Le locataire a par ailleurs, dans le cadre de son écriture, fait état de déclarations de sa partie adverse faites en audience de conciliation, en lien avec la question de l'annulation du congé.

k. Par courrier du 5 mars 2018 au Tribunal, le conseil de "HOTEL A______" a contesté les propos que lui avait prêtés sa partie adverse lors de l'audience de conciliation et a sollicité qu'un bref délai soit accordé à celle-ci pour retrancher de ses plaidoiries finales le paragraphe contenant lesdites allégations.

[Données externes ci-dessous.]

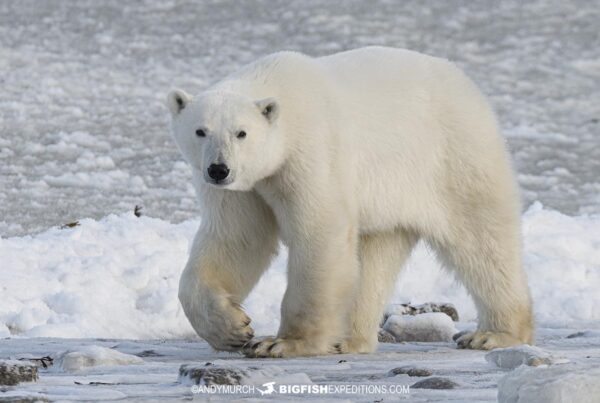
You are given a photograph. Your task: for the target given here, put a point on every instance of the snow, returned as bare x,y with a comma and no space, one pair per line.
158,377
62,282
88,77
556,384
83,133
433,326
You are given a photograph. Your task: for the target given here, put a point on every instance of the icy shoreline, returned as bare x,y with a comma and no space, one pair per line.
118,277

Par avis du 7 mars 2018, le Tribunal a adressé au locataire, pour information, une copie du courrier précité.

Par courrier du 14 mars 2018, le représentant du locataire a indiqué ne pas s'opposer à la suppression, dans ses plaidoiries finales écrites, de la phrase incriminée.

Par courrier du 19 mars 2018, le conseil de "HOTEL A______" a reproché au Tribunal de ne pas lui avoir transmis une copie de son avis précité du 7 mars 2018, indiquant qu'en conséquence il ignorait si le Tribunal avait fixé un délai à sa partie adverse pour retrancher l'intégralité du paragraphe en question, sous peine de ne pas les prendre en considération.

Il a relevé au surplus que la réponse de sa partie adverse était «insatisfaisante», puisqu'il n'était pas admissible que le dossier en mains du Tribunal contienne de telles allégations.

l. Suite à la réception de ce courrier, la cause a été gardée à juger par le Tribunal.

EN DROIT

1. 1.1 L'appel est recevable contre les décisions finales et les décisions incidentes de première instance (art. 308 al. 1 let. a CPC). Dans les affaires patrimoniales, l'appel est recevable si la valeur litigieuse au dernier état des conclusions est de 10'000 fr. au moins (art. 308 al. 2 CPC).

Selon la jurisprudence constante du Tribunal fédéral, les contestations portant sur l'usage d'une chose louée sont de nature pécuniaire (arrêts du Tribunal fédéral 4A_447/2013 du 20 novembre 2013 consid. 1 et 4C_310/1996 du 16 avril 1997 = SJ 1997 p. 493 consid. 1).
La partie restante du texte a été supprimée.